Al día siguiente por la mañana fuimos los dos al mitin organizado por Vox en la plaza, también taurina, de Vista Alegre. Estaba a rebosar. Nos sentaron en una de las filas de respeto. El ambiente era cálido, casi tropical y altamente pasional. Seguro que los aerosoles pululaban y bailaban el cancán. Besé a Macarena Olona, más molona que nunca, en el pasillo, y abracé a Santi Abascal. Éste susurró en mi oído: «¡Que valiente eres, Fernando!». La frase me sorprendió. No supe a qué venía, pues en mi ingenuidad pensé que no se requería mucho valor para asistir en una soleada mañanita de domingo a una reunión organizada en el seno de un país democrático por un partido que también lo era. Lo comenté con mi novia. Ella tampoco pilló el sentido de lo que Abascal me había dicho. Era obvio que mi interlocutor pensaba en el riesgo de contraer el virus, pero esa posibilidad no se nos pasó por la cabeza. Hasta tal punto vivíamos todavía ajenos por completo a él. 

Lo mejor, en noches de aquelarre, es no salir de ella para que las brujas no te corran a escobazos

Terminó el mitin. Salimos. En la plazoleta de acceso a la plaza vimos a Javier Ortega Smith rodeado de seguidores. Mi novia y yo nos acercamos a saludarle. Ella, como es usual, intercambió con él los clásicos besos al aire en las mejillas; yo le estreché la mano y él apretó la mía con la hercúlea fuerza que lo caracteriza. Nos fuimos.

Esa tarde, ya con el sol deslizándose por la ranura de la hucha del horizonte, miles y miles de energúmenos vociferantes —las del Me too, el «no es no», el «sólo el sí es sí» y el «todos los hombres son unos hijos de puta»— se adueñaron de la Gran Vía, la calle de Alcalá, la Cibeles y las zonas aledañas. Había también algunos periquitos entre ellas y unos pocos calzonazos (eso lo dijo mi novia). Los dos nos quedamos apalancaditos y abrazaditos en casa. Lo mejor, en noches de aquelarre, es no salir de ella para que las brujas no te corran a escobazos. Yo, aunque varón, no la pegué, ni la insulté, ni la humillé, ni la perseguí con un cuchillo, ni la sometí a sevicias de palabra u obra. Todo lo contrario.

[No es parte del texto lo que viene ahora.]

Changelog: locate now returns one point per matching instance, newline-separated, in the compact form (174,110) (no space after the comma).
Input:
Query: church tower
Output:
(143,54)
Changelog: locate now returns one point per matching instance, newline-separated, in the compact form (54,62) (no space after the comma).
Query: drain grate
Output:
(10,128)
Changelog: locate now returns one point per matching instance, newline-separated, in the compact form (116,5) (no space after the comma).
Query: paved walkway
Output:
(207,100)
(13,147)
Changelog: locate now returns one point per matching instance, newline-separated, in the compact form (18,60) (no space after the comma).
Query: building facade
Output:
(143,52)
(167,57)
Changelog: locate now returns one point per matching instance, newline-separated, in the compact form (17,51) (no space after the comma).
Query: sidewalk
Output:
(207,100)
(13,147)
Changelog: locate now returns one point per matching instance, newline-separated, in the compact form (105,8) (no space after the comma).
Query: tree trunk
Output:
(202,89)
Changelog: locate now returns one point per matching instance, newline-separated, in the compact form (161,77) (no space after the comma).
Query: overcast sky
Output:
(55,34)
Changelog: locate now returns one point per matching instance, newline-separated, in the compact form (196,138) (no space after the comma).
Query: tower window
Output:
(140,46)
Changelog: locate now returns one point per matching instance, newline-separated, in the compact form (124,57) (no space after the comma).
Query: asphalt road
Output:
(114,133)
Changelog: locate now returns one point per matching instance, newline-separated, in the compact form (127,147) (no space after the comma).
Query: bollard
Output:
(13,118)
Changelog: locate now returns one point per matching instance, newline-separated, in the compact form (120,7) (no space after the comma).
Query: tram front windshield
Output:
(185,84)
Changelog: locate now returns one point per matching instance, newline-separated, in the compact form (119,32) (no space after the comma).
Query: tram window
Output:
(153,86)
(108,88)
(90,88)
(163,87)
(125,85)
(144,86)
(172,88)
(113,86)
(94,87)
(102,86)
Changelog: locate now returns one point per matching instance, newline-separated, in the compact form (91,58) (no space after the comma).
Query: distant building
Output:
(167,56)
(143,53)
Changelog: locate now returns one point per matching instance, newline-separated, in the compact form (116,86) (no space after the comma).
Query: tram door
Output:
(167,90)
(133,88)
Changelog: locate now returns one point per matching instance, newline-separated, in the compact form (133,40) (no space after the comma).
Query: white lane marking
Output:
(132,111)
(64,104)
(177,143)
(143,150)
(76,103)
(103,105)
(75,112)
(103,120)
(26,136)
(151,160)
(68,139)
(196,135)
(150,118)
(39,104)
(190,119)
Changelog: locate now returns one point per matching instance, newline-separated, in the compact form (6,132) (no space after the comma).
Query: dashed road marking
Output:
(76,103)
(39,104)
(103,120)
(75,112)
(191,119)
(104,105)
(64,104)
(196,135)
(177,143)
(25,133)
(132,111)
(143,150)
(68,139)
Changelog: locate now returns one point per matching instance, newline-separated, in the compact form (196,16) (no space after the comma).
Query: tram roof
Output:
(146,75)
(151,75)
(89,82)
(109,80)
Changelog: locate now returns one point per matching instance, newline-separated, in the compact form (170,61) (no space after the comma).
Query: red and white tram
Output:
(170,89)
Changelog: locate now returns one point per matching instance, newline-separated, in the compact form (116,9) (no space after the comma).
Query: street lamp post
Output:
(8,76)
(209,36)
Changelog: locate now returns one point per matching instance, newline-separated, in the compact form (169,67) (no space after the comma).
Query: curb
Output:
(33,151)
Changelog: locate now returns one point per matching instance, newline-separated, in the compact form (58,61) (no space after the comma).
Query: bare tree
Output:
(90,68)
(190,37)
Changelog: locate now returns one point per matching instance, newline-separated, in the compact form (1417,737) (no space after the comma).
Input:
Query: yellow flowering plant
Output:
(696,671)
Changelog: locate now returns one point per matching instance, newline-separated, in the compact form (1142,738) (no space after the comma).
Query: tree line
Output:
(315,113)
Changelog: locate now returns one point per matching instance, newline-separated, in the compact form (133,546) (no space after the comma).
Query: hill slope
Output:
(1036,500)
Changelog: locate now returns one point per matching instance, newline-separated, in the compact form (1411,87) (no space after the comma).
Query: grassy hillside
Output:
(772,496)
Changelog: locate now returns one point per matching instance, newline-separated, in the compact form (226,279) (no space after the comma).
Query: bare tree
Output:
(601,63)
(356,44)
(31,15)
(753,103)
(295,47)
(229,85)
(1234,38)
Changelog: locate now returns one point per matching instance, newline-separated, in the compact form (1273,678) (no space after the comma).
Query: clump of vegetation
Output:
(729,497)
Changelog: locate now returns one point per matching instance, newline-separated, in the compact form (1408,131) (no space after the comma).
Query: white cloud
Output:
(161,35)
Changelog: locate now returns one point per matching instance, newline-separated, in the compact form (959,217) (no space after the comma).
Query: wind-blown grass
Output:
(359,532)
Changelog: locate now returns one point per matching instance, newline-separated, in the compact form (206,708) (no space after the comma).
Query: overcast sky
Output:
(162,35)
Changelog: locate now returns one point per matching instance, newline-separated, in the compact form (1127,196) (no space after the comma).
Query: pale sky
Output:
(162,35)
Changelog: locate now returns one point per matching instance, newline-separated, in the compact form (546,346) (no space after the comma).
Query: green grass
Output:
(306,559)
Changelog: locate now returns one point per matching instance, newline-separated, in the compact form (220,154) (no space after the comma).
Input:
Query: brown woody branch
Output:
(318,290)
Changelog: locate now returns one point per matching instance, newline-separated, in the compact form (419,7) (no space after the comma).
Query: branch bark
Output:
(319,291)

El lunes transcurrió sin sobresaltos. El martes supimos que Macarena Olona, Javier Ortega Smith y Santiago Abascal habían contraído el virus con anterioridad al mitin. Dejamos pasar los cinco días preceptivos de período de incubación y gracia. El viernes nos hicimos el test en un laboratorio privado. El resultado fue negativo.

 Y hasta ahora.

Addendum: El próximo miércoles me ponen la primera dosis de la vacuna Pfizer en estricta aplicación del turno que me corresponde. Tres semanas después me pondrán la segunda. Doy ese paso con cierto remusguis, pero lo doy. No soy negacionista ni excesivamente conspiranoico, aunque Soros y Bill Gates, por citar sólo un par de nombres, me parecen siervos de Pateta. Soy, simplemente, sensato. Estudio, investigo, leo, escucho, calibro, pongo en un platillo de la balanza los pros de la vacunación, en el otro sus contras, sopeso, miro el fiel y decido. Pero tengo un problema. Necesito viajar a tres lugares del Próximo Oriente para escribir mi próxima novela y debo hacerlo acompañado por alguien a causa de elementales razones de edad y de los riesgos de salud a ella adscritos. A saber cuándo vacunarán a mi novia, que es mucho más joven que yo. Le saco cincuenta y seis años. De poco me serviría llevarme como báculo a un carcamal. ¿Puedo aducir motivos profesionales escrupulosamente documentados para que, sin ser ella de sangre real, ni alcaldesa de ningún sitio, ni lideresa de ningún partido, ni ministra de ningún gobierno, su turno corra? Lo digo en serio. Nadie me lo aclara. Pido ayuda. Sin ella no habrá novela, aunque tampoco por eso se va a acabar el mundo. Mi carrera de escritor quizá sí.